Page raises a further issue concerning the testimony of Dr. Gerard Boutin, a clinical psychologist, as to a "sexual abuse legitimacy scale" which he had used to evaluate the credibility of Nicole's report that she had been sexually molested. Dr. Boutin was allowed to testify that Nicole's score on this test was "strongly suggestive of bona fide sex abuse." Page argues that the trial court erred in allowing testimony concerning the "sexual abuse legitimacy scale," which had only been made available to the witness (unknown to Page) about three weeks before Dr. Boutin testified, where no predicate was established by the appellees concerning the acceptance of the test in the professional community. Page is quite correct on this point. In Fay v. Mincey, 454 So. 2d 587 (Fla. 2d DCA 1984), this court held that the admissibility of evidence relating to a relatively new scientific-medical test, experiment, or procedure lies largely within the discretion of the trial court. This court further held that before any such new procedure and its results are admissible, a trial court must determine that the new test being presented has some reasonable degree of recognition and acceptability among the spectrum of scientific or medical experts who study, diagnose, test, and otherwise deal with the particular subject which is sought to be examined and diagnosed by the proffered test. The "sexual abuse legitimacy test scale" was not supported by any evidence concerning its recognition and acceptability within the scientific community. The trial court, therefore, erred in allowing Dr. Boutin to testify concerning this test. Contrary to the appellees' position, our review of the record convinces us that this point was preserved for appellate review.

Lastly, Page argues that the trial court erred in allowing a friend of Nicole's, Christie Helms, to testify that Nicole told Christie that Page had molested her.

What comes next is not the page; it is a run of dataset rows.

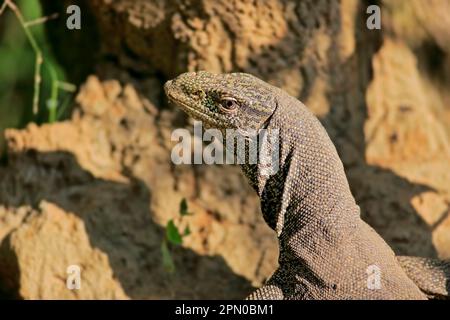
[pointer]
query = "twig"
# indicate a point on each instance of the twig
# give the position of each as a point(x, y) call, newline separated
point(41, 20)
point(56, 84)
point(37, 51)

The admissibility of that clearly hearsay testimony was sought to be justified as within the provisions of section 90.801(2)(b), Florida Statutes (1987). We agree with Page that no foundation was laid for the admissibility of the hearsay testimony based on that statute.

For all of the foregoing reasons, we reverse and remand for a new trial.

DANAHY, A.C.J., and SCHOONOVER and PATTERSON, JJ., concur.